Il legislatore ha in sostanza inteso conferire al docente di religione uno stato giuridico pari a quello degli insegnanti delle materie curriculari, ribadendo il principio della parità di diritti e di doveri già fissato dalle intese e dal citato art. 309 del d.lgs. n. 297 del 1994, ma ha mantenuto la specialità della categoria quanto ai titoli ed alle modalità per il reclutamento in ruolo o a termine.
Tanto premesso, la questione della legittimità della reiterazione di contratti a termine annuali per il reclutamento degli insegnanti di religione cattolica è stata recentemente affrontata dalla
Corte di cassazione con sentenza n. 18698/2022, la cui motivazione si richiama ai sensi dell'art. 118 disp. att. c.p.c.
In particolare, la Suprema Corte ha precisato che: “ritenere ora che sia in sé abusivo il rinnovo automatico, in quanto chiaramente destinato a far protrarre ulteriormente i rapporti
"annuali" comunque esistenti, sarebbe solo di danno ai lavoratori ed opererebbe in senso diametralmente contrario a quanto preteso dalla Corte di Giustizia, allorquando essa ha imposto al giudice interno di "vegliare" su un adattamento del diritto interno che non fosse ragione di regresso rispetto alle condizioni concrete in essere e quindi operasse in senso dissuasivo rispetto all'esercizio in sede giurisdizionale delle istanze di tutela. Tale salvaguardia delle utilità esistenti nell'impossibilità di conversione, su cui si tornerà e nell'insussistenza di misure di stabilizzazione straordinarie è impossibile, se non escludendo che la prosecuzione dei rapporti ed il loro rinnovo automatico, in qualunque forma essa avvenga, sia in sé ragione di illegittimità. Il rilievo esclude altresì di poter ritenere illegittime, per contrasto con l'ordinamento Eurounitario, le previsioni della contrattazione collettiva da cui discende tale possibilità di un rinnovo automatico costante e sine die, trattandosi peraltro, come già ebbe e rilevare Corte Costituzionale 390/1999 cit., di misure più di favore che penalizzanti.

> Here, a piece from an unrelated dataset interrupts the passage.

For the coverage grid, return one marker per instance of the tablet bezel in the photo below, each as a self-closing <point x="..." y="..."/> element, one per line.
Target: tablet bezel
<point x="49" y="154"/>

Il rinnovo automatico, per gli anni a venire, dei rapporti annuali esistenti non può dunque essere impedito dalla rilettura del sistema conseguente alla pronuncia della Corte di
Giustizia, finendosi altrimenti per assumere conclusioni contraddittorie rispetto a quanto preteso proprio da quest'ultima, oltre che palesemente dirompenti ed irrazionali.
8. Ciò posto, si deve ritenere che la regola in ordine al ricorrere, per quella quota del 30% non di ruolo, di contratti a rinnovo automatico, potenzialmente costante, non escluda che tuttavia persistano connotati di precarietà.

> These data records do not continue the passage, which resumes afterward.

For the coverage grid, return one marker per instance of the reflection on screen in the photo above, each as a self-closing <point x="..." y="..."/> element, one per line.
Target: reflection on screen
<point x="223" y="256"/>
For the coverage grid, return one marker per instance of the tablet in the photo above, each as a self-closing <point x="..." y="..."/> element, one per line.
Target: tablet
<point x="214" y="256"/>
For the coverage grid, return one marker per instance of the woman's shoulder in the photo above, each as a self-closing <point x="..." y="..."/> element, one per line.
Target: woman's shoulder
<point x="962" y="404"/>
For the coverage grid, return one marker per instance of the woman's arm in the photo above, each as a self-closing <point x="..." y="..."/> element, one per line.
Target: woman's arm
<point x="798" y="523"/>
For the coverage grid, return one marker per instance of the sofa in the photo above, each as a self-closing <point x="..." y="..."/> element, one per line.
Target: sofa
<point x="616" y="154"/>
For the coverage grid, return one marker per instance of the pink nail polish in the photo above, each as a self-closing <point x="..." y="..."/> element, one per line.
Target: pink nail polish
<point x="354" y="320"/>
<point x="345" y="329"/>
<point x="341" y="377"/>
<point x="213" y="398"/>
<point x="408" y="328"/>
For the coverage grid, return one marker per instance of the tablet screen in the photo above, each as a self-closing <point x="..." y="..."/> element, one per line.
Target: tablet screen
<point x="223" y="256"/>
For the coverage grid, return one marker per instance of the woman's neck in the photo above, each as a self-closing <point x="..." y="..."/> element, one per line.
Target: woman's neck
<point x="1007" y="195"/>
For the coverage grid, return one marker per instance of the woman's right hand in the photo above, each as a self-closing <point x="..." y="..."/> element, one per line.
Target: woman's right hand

Essi non emergono tanto per la possibilità, cui si è già accennato, che il rinnovo venga meno per perdita dell'idoneità a quell'insegnamento, perché anche i rapporti di ruolo di questa particolare docenza sono destinati in tali casi a cessare.
I tratti di precarietà risalgono invece al fatto che, a fronte dell'eccedenza dell'incarico rispetto al fabbisogno, solo ai docenti di ruolo sono attribuite le guarentigie della mobilità, quali richiamate anche dalla L. n. 186 del 2003, art. 4, comma 3. Esse sono infatti certamente estranee al lavoro a termine e, assicurando una tutela ulteriore rispetto alla continuità ed al mantenimento del posto presso la Pubblica Amministrazione, assurgono a sicuro tratto differenziale. Analogamente, la conservazione del posto di lavoro in caso di malattia gode di una tutela meno intensa (9 mesi in un triennio: c.c.n.l. 29/11/2007, art. 19, comma 5, contro
18 mesi del personale di ruolo: medesimo c.c.n.l., art. 17, comma 1).
Pur a fronte di regole di almeno tendenziale equiparazione tra i trattamenti del personale di ruolo e quelli del personale a tempo determinato con contratto a rinnovo automatico (v. ad es. art. 40, comma 6, del c.c.n.l. 2007, sull'adeguamento degli orari) persistono elementi differenziali qualificanti, proprio sotto il profilo della stabilità, che mantengono sicuramente il personale non di ruolo nell'ambito del precariato.
8.1 Vi è dunque intanto da verificare se ed a quali condizioni tali connotati di persistente precarietà possano sfociare, in caso di rapporti annuali continuativi o comunque susseguitisi senza soluzione di continuità, in un illegittimo abuso verso tali docenti.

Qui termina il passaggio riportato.